« La manière dont le premier ministre, Luís Montenegro, s’adresse aux journalistes révèle, trop souvent, une attitude arrogante et inélégante, incompatible avec l’esprit démocratique et le respect dû à la communication sociale », affirme le SJ, dans un communiqué diffusé aujourd’hui.
Le syndicat souligne que la liberté de la presse « est un pilier essentiel de la démocratie », et considère qu' »il n’est pas admissible que ceux qui exercent des fonctions gouvernementales répondent avec dédain, impatience ou hostilité » à des questions « qui sont légitimes et nécessaires pour éclairer les citoyens ».

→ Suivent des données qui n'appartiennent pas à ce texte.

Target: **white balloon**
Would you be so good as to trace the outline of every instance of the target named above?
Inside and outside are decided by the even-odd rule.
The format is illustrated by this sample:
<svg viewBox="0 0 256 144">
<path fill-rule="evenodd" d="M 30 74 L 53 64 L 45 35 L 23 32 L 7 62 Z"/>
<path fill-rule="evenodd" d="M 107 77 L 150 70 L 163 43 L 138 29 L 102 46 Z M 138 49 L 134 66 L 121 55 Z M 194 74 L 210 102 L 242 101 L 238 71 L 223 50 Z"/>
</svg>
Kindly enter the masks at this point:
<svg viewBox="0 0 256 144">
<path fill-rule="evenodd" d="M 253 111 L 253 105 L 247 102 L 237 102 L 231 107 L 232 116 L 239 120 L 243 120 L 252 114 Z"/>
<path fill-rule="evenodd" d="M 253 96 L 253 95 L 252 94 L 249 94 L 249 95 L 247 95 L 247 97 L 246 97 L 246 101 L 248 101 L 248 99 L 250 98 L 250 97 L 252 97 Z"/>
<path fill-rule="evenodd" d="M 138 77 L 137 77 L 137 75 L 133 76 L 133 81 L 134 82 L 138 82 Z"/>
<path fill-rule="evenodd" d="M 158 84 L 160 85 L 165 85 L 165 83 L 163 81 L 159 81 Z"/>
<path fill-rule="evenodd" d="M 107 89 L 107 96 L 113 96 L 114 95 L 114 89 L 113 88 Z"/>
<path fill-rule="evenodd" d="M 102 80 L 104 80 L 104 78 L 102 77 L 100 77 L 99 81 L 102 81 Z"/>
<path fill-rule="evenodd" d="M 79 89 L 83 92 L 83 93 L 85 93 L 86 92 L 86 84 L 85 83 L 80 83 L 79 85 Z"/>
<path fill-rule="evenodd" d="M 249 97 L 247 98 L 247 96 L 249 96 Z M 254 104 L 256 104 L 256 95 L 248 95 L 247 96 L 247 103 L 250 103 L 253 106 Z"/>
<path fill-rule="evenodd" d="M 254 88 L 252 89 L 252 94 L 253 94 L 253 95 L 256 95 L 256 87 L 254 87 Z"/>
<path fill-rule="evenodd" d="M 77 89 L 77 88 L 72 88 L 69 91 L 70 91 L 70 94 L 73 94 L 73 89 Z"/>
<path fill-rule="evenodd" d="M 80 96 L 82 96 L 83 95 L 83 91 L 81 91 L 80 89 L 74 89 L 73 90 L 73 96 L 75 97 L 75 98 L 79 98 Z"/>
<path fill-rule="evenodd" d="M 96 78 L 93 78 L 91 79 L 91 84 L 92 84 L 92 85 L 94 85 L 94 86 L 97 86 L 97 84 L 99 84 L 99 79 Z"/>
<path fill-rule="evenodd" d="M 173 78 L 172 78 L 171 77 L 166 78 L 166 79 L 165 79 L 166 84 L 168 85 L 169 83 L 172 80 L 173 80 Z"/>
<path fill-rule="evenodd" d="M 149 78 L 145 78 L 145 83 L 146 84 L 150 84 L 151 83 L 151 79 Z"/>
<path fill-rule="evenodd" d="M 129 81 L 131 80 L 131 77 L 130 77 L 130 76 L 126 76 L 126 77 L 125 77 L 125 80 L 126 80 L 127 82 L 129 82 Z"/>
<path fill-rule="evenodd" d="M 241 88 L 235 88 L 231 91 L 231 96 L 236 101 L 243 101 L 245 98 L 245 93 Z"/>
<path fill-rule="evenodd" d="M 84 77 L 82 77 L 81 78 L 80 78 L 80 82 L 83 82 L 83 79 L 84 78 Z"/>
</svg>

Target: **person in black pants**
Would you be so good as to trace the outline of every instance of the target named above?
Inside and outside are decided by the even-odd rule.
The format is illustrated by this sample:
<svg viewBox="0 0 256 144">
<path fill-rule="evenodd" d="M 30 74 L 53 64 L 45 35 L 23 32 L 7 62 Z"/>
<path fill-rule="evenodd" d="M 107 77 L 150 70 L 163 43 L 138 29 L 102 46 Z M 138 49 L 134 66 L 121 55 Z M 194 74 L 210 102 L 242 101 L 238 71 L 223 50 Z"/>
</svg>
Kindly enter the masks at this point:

Le syndicat note également que « ce dédain » est notable « dans les nombreuses convocations pour des conférences de presse qui ne sont ensuite que des communications sans droit aux questions ».
Dans la même note, le SJ exhorte « les journalistes à ne pas accepter ou normaliser ce type de comportement », rappelant que « la fonction de la presse est de questionner, de scruter et de rapporter, sans crainte ni complaisance ».
« Chaque fois qu’un responsable politique adopte une posture d’arrogance ou manque de respect, cela doit être rapporté avec le même sérieux que toute autre conduite pertinente pour l’opinion publique », ajoute-t-il.
Le SJ défend également que « le respect mutuel entre les gouvernants et les journalistes est une condition indispensable pour un espace public sain et transparent » et appelle à « un changement d’attitude de la part du premier ministre », ainsi qu’à « une plus grande fermeté et solidarité de la part de la classe journalistique ».
« La direction du Syndicat des Journalistes estime qu’il est du devoir des fonctionnaires, tous, d’accepter le contrôle des propositions qu’ils font, et qu’ils devraient être disposés à être interrogés lorsqu’ils appellent la communication sociale à s’adresser au pays et aux Portugais », conclut-il.